The script automatically detects the local SSO site. 

This option performs the following tasks:

    -- Checks for logbrowser:logbrowser and prompts for permission to remove it
    
    -- Checks for 5.x web client service and prompts for permission to remove it
    
    -- For each service found in the local SSO site, it compares the certificate presented 
       on 443 for the hostname in the URL with the sslTrust value in the service.  If they don't match, 
       it changes teh SSLtrust and re-registers the service

############################################################################
## Lookup Service Checker -- Calls 'checktrust.py' ##
############################################################################
This queries all lookup service entries in the SSO domain, analyzes them, then generates a report
in the log directory.  Additionally, it will print any problems found.

This option performs the following:
    
    -- Attempts to identify the node type

    -- Checks for any service registration with service type: 'logbrowser:logbrowser'
    
    -- Checks for any service registration with service type 'vsphereclient' and version '5.1' or '5.5'
    
    -- Checks for any service registration with service type 'vsphereclient' and an owner ID containing 
       'WebClient'.  An owner ID containing 'WebClient' is a 5.x solution user
    
    -- Checks for any service registrations with ':7444' in the URL
    
    -- Checks for SSL trust mismatch between trust value in service registation endpoints and cert 
       presented on 443
       
######################################################
## Solution Users Fixer -- Calls 'solutionusers.py' ##
######################################################
You must run this in every VC/PSC on the SSO domain

It defines the standard user groups for the known solution users. It will delete the 
solution users and it will also build the solution user data based on the params. 
Then, it will perform the following in order: 

– list all solution users

– delete and recreate all the users:

    - use dir-cli to delete the user from vmdir 

    - Get certificate from VECS 

    - use dir-cli util to create the solution user in vmdir 

    - add the user to the appropriate groups as predefined.


#############################################
## Service Rebuilder -- Calls 'rebuild.py' ##
#############################################
Used to generate a template, build new services based on the candidate, 
replace all services, replace a single service, or restore to backup

        Version Detected
            Deployment type: embedded
            Version: 6.7.0.31000
        ========================

        0.  Exit
        1.  Generate a template.
        2.  Replace all services with new services.
        3.  Replace individual service.
        4.  Restore services from backup file.

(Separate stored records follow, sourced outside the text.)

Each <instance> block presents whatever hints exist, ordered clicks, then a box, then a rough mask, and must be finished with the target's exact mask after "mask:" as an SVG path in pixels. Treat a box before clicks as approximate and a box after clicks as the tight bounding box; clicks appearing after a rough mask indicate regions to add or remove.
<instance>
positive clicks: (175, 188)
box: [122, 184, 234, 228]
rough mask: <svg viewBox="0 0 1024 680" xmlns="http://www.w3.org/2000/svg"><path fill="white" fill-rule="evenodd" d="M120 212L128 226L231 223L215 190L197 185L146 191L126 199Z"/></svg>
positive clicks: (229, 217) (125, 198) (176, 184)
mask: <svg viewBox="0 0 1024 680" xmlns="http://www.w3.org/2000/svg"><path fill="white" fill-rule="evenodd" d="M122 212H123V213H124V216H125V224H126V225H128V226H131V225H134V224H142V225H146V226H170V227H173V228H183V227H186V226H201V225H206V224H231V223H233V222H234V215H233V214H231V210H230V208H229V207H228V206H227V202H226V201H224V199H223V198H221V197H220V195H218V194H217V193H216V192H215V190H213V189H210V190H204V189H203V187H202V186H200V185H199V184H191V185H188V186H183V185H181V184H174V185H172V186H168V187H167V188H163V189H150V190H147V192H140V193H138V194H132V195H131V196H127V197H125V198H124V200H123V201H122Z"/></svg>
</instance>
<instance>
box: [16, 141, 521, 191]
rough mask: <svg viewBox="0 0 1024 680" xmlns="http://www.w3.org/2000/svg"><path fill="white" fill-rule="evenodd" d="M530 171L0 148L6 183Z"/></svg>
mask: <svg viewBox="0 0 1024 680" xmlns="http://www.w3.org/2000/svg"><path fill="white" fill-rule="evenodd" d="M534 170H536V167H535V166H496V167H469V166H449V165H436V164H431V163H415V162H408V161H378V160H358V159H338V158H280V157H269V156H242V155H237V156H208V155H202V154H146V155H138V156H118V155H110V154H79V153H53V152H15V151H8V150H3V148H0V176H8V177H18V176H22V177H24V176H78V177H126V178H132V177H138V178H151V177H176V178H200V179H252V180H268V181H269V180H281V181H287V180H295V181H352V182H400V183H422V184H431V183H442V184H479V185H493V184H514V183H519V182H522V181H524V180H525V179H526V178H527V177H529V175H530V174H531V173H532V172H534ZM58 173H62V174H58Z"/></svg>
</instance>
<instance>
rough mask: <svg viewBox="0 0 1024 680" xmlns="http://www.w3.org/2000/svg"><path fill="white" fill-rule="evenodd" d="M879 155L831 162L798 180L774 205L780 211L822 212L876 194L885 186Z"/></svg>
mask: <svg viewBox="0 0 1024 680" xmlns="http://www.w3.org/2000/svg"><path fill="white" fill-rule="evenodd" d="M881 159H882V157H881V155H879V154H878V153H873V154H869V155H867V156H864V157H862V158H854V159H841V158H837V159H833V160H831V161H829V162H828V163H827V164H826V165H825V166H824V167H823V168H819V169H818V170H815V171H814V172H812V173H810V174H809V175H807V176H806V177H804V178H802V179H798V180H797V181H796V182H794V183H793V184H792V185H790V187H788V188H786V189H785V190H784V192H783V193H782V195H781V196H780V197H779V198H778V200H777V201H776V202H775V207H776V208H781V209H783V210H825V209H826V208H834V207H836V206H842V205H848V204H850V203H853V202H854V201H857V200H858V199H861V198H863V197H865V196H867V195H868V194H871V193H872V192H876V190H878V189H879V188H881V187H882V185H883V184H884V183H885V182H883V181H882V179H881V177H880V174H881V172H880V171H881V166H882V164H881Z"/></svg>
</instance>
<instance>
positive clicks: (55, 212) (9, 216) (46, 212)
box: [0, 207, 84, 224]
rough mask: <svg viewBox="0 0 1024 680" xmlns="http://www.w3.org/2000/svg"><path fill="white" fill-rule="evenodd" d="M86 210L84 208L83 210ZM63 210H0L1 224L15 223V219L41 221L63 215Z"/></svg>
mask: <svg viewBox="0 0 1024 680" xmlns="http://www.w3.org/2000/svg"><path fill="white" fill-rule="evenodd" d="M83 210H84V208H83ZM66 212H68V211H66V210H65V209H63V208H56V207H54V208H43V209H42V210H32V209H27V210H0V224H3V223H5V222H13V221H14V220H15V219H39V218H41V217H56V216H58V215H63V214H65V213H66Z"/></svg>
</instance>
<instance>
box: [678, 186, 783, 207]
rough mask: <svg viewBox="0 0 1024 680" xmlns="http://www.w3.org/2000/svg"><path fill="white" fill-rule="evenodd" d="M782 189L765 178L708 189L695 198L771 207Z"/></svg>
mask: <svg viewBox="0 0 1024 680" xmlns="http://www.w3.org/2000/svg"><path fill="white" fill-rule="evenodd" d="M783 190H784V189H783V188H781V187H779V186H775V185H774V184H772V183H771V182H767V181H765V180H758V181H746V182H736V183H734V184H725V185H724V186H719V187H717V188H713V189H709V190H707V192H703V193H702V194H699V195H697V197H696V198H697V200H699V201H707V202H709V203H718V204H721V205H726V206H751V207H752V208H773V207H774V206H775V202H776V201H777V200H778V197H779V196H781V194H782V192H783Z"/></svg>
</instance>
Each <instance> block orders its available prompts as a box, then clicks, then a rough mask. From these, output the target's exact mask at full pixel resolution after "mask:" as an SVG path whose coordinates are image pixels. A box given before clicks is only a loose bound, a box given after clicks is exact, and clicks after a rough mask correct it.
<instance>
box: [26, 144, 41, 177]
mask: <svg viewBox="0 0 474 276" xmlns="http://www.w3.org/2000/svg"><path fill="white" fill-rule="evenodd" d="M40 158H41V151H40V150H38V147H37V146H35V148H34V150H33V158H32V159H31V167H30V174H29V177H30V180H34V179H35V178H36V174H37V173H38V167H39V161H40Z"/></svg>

        ========================

In most cases, the primary use will be option 2 and 3.

Option 1:
This option will generate a template for the current version.
Template location is the "templates" directory

Option 2:

This will replace all LS registrations with fresh ones based
on an available template.  New services are also output as a 
candidate file.  Candidate location is the "candidates" 
directory.

Option 3:

This will allow you to recreate any single non-SSO service
registration based on an available template.  Recreating the
SSO services requires use of option 2.  New services are also
output as a candidate file.  Candidate location is the 
"candidates" directory.

Option 4:

This will put the original non-SSO service registrations back.
SSO service registrations are freshly regenerated.  Backup 
location is the "backups" directory.